‘Corruption allegations about USAID funding in SA unfounded’


3 minutes

Director of the Ezintsha Research Centre and HIV Clinician, Francois Venter, says accusations of corruption in United States Agency for International Development (USAID) funding programmes in the country are unfounded.

Earlier this week, Health Minister Dr Aaron Motsoaledi announced that government enlisted auditing firm, Deloitte and Touche, to investigate the administration of USAID.

Last month, US President Donald Trump halted funding for 90 days pending a review of the programmes. 

“I don’t know where this accusation comes from. Firstly, my organisation does not receive this funding, but I watch from a distance and for instance in central Johannesburg where we operate, services have completely collapsed which were supported by USAID. So, when they talk about efficiencies, it doesn’t get less efficient than having a service completely collapse. So, when the minister says there’s corruption, I find it difficult to believe. The US government is so paranoid about corruption that they audit everything again and again. This is the first time I’ve ever heard even a whisper about corruption,” says Venter. 

Consequences of the ban 

Meanwhile, Universities South Africa (USAf) has called on their American research partners to lobby against the ban of foreign aid to critical research.
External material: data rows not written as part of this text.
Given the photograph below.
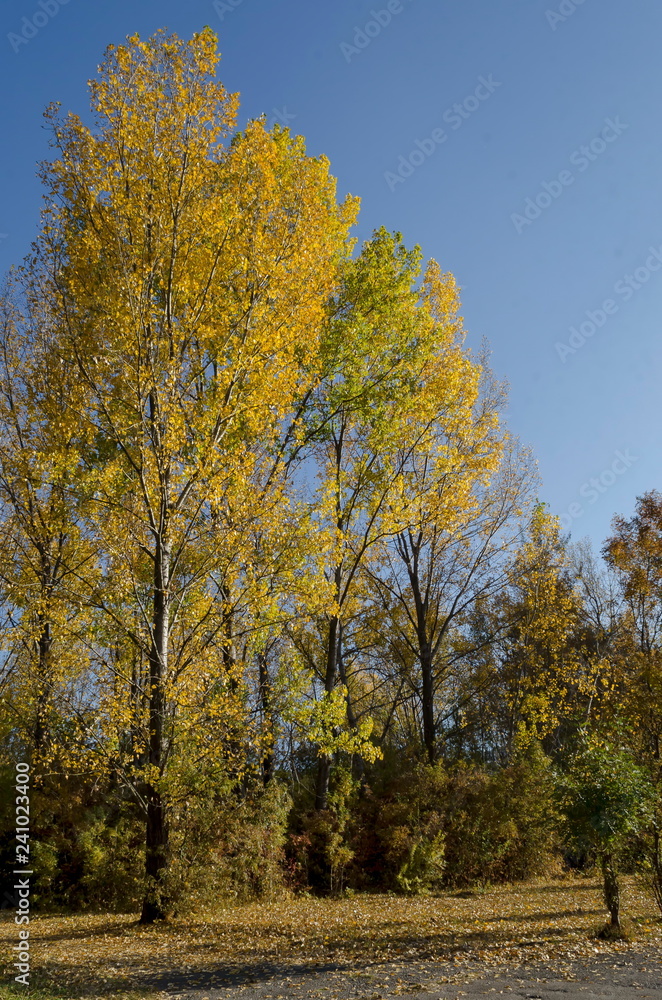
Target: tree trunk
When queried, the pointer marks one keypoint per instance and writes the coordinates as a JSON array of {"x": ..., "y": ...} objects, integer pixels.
[
  {"x": 156, "y": 841},
  {"x": 358, "y": 769},
  {"x": 324, "y": 766},
  {"x": 612, "y": 890},
  {"x": 265, "y": 699},
  {"x": 427, "y": 697}
]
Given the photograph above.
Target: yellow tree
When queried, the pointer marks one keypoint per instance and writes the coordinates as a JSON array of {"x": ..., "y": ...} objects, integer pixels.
[
  {"x": 397, "y": 373},
  {"x": 189, "y": 276},
  {"x": 43, "y": 546}
]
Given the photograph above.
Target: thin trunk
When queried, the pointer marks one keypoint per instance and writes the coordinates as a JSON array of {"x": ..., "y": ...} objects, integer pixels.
[
  {"x": 324, "y": 766},
  {"x": 427, "y": 698},
  {"x": 358, "y": 769},
  {"x": 265, "y": 701},
  {"x": 155, "y": 902},
  {"x": 43, "y": 695},
  {"x": 612, "y": 890}
]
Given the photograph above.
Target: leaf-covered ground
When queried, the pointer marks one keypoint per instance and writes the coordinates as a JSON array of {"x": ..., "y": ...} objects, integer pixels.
[{"x": 111, "y": 956}]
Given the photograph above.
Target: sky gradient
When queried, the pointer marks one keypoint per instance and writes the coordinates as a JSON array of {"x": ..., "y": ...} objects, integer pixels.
[{"x": 518, "y": 143}]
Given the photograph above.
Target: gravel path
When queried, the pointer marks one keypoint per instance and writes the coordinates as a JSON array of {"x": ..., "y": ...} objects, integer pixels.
[{"x": 619, "y": 976}]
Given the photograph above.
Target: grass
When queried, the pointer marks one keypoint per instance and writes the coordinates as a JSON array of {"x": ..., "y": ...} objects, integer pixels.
[{"x": 111, "y": 956}]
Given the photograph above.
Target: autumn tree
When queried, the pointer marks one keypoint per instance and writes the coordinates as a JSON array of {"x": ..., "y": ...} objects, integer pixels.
[
  {"x": 634, "y": 555},
  {"x": 188, "y": 277}
]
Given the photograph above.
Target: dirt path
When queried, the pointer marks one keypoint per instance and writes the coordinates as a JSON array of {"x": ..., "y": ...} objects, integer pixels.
[{"x": 635, "y": 974}]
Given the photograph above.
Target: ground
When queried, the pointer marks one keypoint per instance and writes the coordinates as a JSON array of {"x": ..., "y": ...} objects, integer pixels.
[{"x": 528, "y": 941}]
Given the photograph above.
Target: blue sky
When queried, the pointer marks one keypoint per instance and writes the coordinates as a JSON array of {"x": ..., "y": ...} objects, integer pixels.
[{"x": 518, "y": 143}]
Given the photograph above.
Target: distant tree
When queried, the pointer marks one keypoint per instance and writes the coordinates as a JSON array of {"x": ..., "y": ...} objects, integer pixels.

USAf says the decision to halt international aid will deal a devastating blow to the life-saving work of medical research.

USAf, a body representing 26 public universities says HIV/AIDS and Tuberculosis, are no longer a death sentence due to the research work funded by USAID.

CEO of Universities South Africa, Phethiwe Matutu, says, “We were able to ascertain the causality of the spread of HIV and the type of people we were dealing with. Remember, we had to come up with all types of policies, the circumcision policies where we were trying to get young men circumcised. Those are the results of the research which was done. Young girls and the sugar daddy phenomenon, the results there. People who are sex workers and the spread of HIV coming up with gels to protect them.”

Matutu says research partnerships with the USA allowed for the funding of applied and experimental research as well as the roll-out of treatment.

Meanwhile, Professor Salim Abdool-Karim, Director of the Centre for the AIDS Programme Research in South Africa, says critical HIV/AIDS research programmes relying on donor funds from USAID have already been affected in the country.